—Il me semble!"

Chéri leva son verre empli d'un vin de Château-Chalon, coloré comme de l'eau-de-vie :

"Vive Marie-Laure! Quel compliment, hein! Et qu'on m'en dise autant quand j'aurai ton âge, je n'en demande pas plus!

—Si ça suffit à ton bonheur…."

Elle l'écouta distraitement jusqu'à la fin du déjeuner. Habitué aux demi- silences de sa sage amie, il se contenta des apostrophes maternelles et quotidiennes : "Prends le pain le plus cuit…. Ne mange pas tant de mie fraîche…. Tu n'as jamais su choisir un fruit…" tandis que, maussade en secret, elle se gourmandait : "Il faudrait pourtant que je sache ce que je veux! qu'est-ce que j'aurais voulu?
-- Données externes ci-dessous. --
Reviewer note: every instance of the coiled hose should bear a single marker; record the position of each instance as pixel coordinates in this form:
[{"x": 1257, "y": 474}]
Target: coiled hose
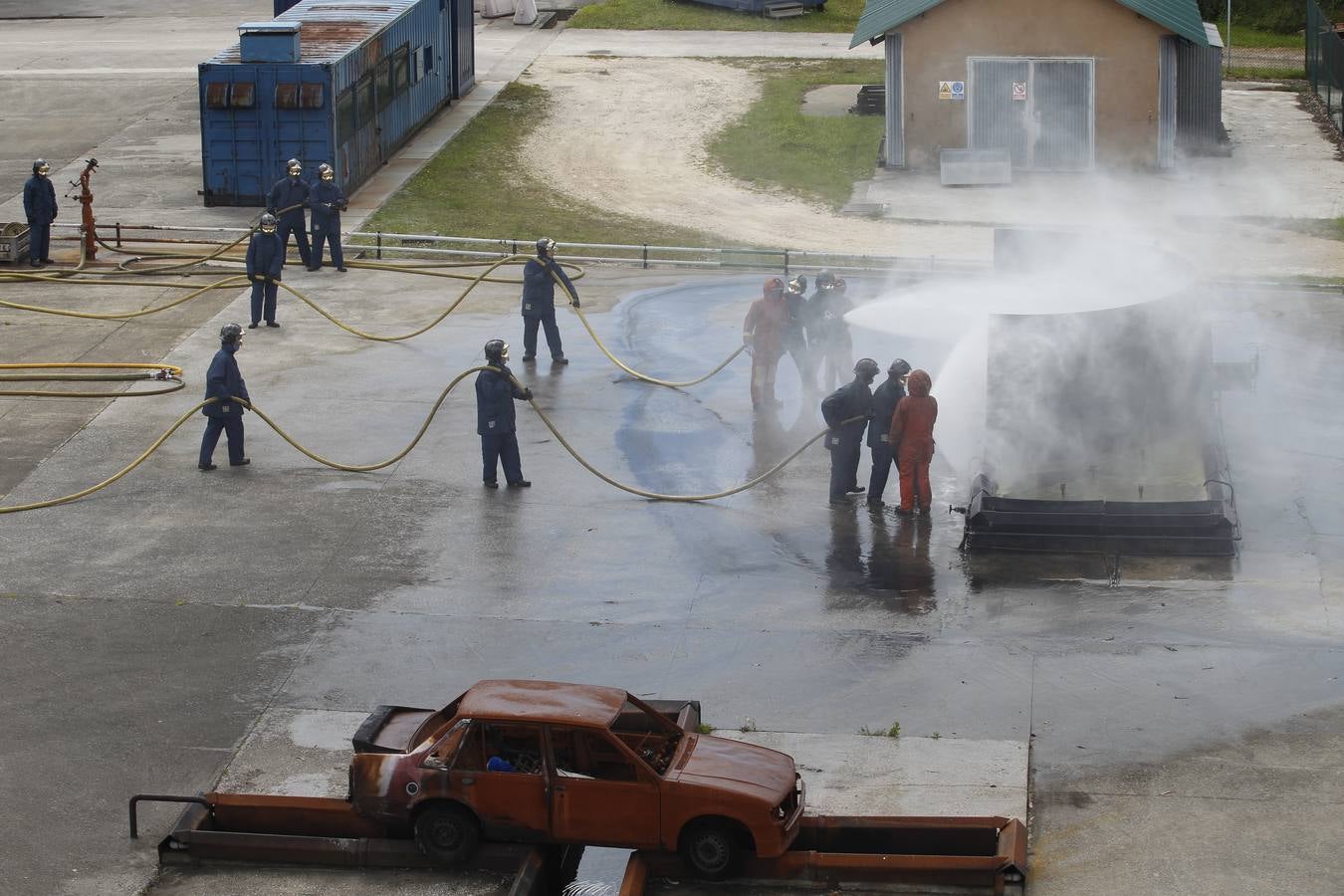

Qu'il se dresse en pied : "Madame, vous m'insultez! Madame, je ne suis pas ce que vous croyez!" Au fond, je suis responsable. Je l'ai élevé à la coque, je l'ai gavé de tout…. A qui l'idée serait-elle venue qu'il aurait un jour l'envie de jouer au père de famille? Elle ne m'est pas venue, à moi! En admettant qu'elle me soit venue, comme dit Patron : "le sang, c'est le sang!" Même s'il avait accepté les propositions de Gladys, il n'aurait fait qu'un tour, le sang de Patron, si on avait parlé de marée à portée de ses oreilles. Mais Chéri, il a du sang de Chéri, lui. Il a…."

"Qu'est-ce que tu disais, petit? s'interrompit-elle, je n'écoutais pas.

—Je disais que jamais, tu m'entends, jamais rien ne m'aura fait rigoler comme mon histoire avec Marie-Laure!"

"Voilà, acheva Léa en elle-même, lui, ça le fait rigoler."

Elle se leva d'un mouvement las. Chéri passa un bras sous sa taille, mais elle l'écarta.

"C'est quel jour, ton mariage, déjà?